The natives arrived in the Brazilian capital a week ago for talks with authorities after occupying one of the Belo Monte dam's building sites.
Unhappy with the outcome, about 150 activists invaded the headquarters of the National Indian Foundation (Funai), the federal agency handling indigenous affairs, late Monday.
"We want respect for the constitution in which the indigenous rights are clearly spelled out," chief Valdenir Munduruku told AFP.
"The government is putting forward various decrees, which flout our rights over our lands with the creation of dams," he added. "We want prior consultation over all these dams."
Armed with bows, arrows and spears, and donning face paint, feathers and straw garb, the indigenous Munduruku, Arara, Kaiapo and Xipaia -- including women and children -- came from the northern state of Para.
"Respect our rights," proclaimed a huge banner on the agency's gate.
Belo Monte, a $13 billion project aiming to produce 11,000 megawatts of electricity, is expected to flood a 500-square-kilometer (200-square-mile) area along the Xingu River, displacing 16,000 people, according to the government.
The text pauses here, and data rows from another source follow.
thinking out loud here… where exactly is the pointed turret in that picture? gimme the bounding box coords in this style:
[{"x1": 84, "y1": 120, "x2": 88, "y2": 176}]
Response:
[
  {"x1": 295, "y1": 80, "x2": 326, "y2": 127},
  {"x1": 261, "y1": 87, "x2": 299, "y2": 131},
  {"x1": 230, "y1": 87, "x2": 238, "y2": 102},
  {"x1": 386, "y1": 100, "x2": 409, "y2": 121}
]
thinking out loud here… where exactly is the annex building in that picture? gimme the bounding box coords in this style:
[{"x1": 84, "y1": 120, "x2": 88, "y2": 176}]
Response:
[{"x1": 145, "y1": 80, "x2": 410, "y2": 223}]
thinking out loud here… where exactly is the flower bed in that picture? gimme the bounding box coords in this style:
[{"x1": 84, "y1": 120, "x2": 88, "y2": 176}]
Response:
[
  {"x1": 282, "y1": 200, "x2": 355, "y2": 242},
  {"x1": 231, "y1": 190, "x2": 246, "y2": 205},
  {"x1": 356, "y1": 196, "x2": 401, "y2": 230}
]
It would be the third-biggest dam in the world, after China's Three Gorges and Brazil's Itaipu in the south.
Indigenous groups say it will harm their way of life while environmentalists have warned of deforestation, greenhouse gas emissions and irreparable damage to the ecosystem.
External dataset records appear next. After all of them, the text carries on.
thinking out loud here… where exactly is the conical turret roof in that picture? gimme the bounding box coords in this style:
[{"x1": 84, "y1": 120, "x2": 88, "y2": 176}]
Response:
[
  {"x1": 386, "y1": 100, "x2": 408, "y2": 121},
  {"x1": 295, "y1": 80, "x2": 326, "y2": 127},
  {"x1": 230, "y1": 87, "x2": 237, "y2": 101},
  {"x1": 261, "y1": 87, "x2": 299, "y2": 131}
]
Amid bitter land feuds with white ranchers, the protesters are also railing against bills that would affect recognition of native lands and authorize mining on them.
The long-simmering protests boiled over in April when leaders of 121 ethnic groups from around Brazil stormed the House of Deputies to demand their rights and accused President Dilma Rousseff of siding with the powerful agribusiness sector responsible for the country's vital farm exports.
"The mobilization of the indigenous community is a reaction to the assault on their rights. The government has been slowing the process of recognizing their rights and indigenous rights enshrined in the Constitution are being jeopardized by initiatives in a Congress controled by the agribusiness lobby," said Cleber Buzatto, executive secretary of the Indigenous Missionary Council.
Also taking part in the Brasilia protests are ethnic Terena from the central state of Mato Grosso do Sul where one of their members died during a recent police operation ordered to expel 1,000 natives who occupied a white-owned farm.
Last year, ethnic Guarani-Kaiow√ from central Brazil also made the headlines when they resisted eviction from a white-owned ranch they said was located on their ancestral lands.
Meanwhile the influential National Confederation of Agriculture (CNA) scheduled a farmers' protest for Friday.
"They are not respecting the rights of rural producers," said CNA President Katia Abreu.
Indigenous peoples represent less than one percent of Brazil's 194 million people.